Conversational AI is now widely recognised as an important technology in digital customer experience and employee support strategies. During the pandemic, chatbots and virtual agents were a crucial tool for some organisations to meet the challenges of serving customers quickly and efficiently during a time when contact centres were overwhelmed and information was changing rapidly. These success stories demonstrate just how essential conversational AI technology is for successful digital strategies.

Yet despite all those success stories, some organisations are still struggling with a chatbot that’s not performing as expected, can’t be scaled as their business grows, or doesn’t properly reflect their brand.
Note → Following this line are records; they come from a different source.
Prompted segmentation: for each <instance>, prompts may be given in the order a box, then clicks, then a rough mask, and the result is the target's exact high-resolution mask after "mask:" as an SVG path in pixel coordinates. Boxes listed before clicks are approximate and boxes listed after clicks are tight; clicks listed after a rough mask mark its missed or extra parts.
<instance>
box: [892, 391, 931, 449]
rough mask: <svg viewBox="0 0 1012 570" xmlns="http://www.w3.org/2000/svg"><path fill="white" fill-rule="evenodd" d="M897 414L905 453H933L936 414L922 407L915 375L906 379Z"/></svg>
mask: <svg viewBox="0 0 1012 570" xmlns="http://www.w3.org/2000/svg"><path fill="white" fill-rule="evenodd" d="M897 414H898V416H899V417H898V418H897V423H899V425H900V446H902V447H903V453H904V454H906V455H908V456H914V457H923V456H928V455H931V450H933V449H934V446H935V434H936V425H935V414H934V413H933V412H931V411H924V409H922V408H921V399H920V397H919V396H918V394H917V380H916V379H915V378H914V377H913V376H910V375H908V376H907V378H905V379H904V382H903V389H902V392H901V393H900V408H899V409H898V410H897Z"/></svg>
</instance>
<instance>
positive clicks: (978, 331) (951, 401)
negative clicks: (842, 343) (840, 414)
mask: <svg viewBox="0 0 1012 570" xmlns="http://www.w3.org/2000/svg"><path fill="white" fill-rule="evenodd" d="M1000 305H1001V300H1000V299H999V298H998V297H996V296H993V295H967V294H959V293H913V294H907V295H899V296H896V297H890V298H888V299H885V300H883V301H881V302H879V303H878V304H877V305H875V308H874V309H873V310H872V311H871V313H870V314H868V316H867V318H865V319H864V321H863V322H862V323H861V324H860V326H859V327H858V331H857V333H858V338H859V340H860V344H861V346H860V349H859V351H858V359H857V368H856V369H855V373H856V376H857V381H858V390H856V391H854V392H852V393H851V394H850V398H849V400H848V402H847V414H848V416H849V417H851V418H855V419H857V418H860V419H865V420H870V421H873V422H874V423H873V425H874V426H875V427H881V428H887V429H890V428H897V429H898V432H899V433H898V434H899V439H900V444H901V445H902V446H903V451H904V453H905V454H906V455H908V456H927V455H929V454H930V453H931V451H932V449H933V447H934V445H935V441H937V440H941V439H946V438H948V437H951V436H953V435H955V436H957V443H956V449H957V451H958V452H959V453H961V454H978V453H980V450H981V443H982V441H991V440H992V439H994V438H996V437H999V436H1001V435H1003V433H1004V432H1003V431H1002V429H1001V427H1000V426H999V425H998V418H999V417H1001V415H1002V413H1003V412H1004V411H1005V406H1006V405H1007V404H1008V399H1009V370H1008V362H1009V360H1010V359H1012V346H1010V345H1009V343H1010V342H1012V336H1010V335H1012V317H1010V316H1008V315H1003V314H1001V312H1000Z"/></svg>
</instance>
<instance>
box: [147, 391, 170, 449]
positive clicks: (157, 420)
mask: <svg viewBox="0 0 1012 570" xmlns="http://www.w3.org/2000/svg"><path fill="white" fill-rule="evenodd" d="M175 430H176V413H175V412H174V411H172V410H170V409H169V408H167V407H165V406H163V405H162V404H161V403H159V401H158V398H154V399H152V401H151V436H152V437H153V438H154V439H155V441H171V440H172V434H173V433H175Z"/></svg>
Over the past couple of years, I’ve heard a variety of reasons from business leaders on why their company is unhappy with their conversational AI tools. Here are the six most common issues they cite:

  • I can’t expand my solution to support my growing business and customer base.
  • I have limited integration options to create a seamless and personalised experience.
  • I started my project with an inexperienced start-up that isn’t able to provide the technology updates and support I need from my vendor.
  • I am struggling to manage multiple chatbots across different business divisions or departments.
  • I am unable to staff my chatbot project with internal resources with the necessary knowledge and experience.
  • I don’t own the user interface or training data with my current chatbot provider.

In those situations, it can be easy to mistakenly dismiss the technology as ineffective. Don’t fall into that trap! Instead of abandoning your investment and writing conversational AI off as a poor fit for your strategy, you need to engage with a vendor that has the tools and experience to get your project back on track.

My first recommendation for transforming a tool with any of these issues is to find a vendor that can leverage what you already have from your existing project or projects. You want to rescue your investment, not start over from scratch. If a vendor doesn’t have technology sophisticated enough to do this, then most likely their solution isn’t going to work for you in the long run anyway.

My second recommendation is to be very clear – both internally and with the vendor – about both your short-term and long-term goals for your chatbot. This is what is going to drive your conversational AI strategy and technology requirements. If you don’t know what you want to accomplish with your chatbot, then you can’t properly identify the functionality, integrations, reporting, etc. you need from a vendor.

And my third recommendation is to ensure you’re selecting a vendor with the right experience and expertise. You want to collaborate with a provider that has solved your issue before, understands the specific needs of your industry and/or use case, and has the references to back them up. Ask to talk to their current clients so you can hear first-hand from them what it’s like to work with the vendor.

If you’re interested in learning more, Creative Virtual has put together an eBook – Conversational AI Issues & Solutions – that talks about each of the common issues I listed above in more detail.

My overarching advice is: Don’t let any of these issues signal the end of your conversational AI project. Leverage what you already have to transform that project into the successful and valuable digital support solution your organisation needs.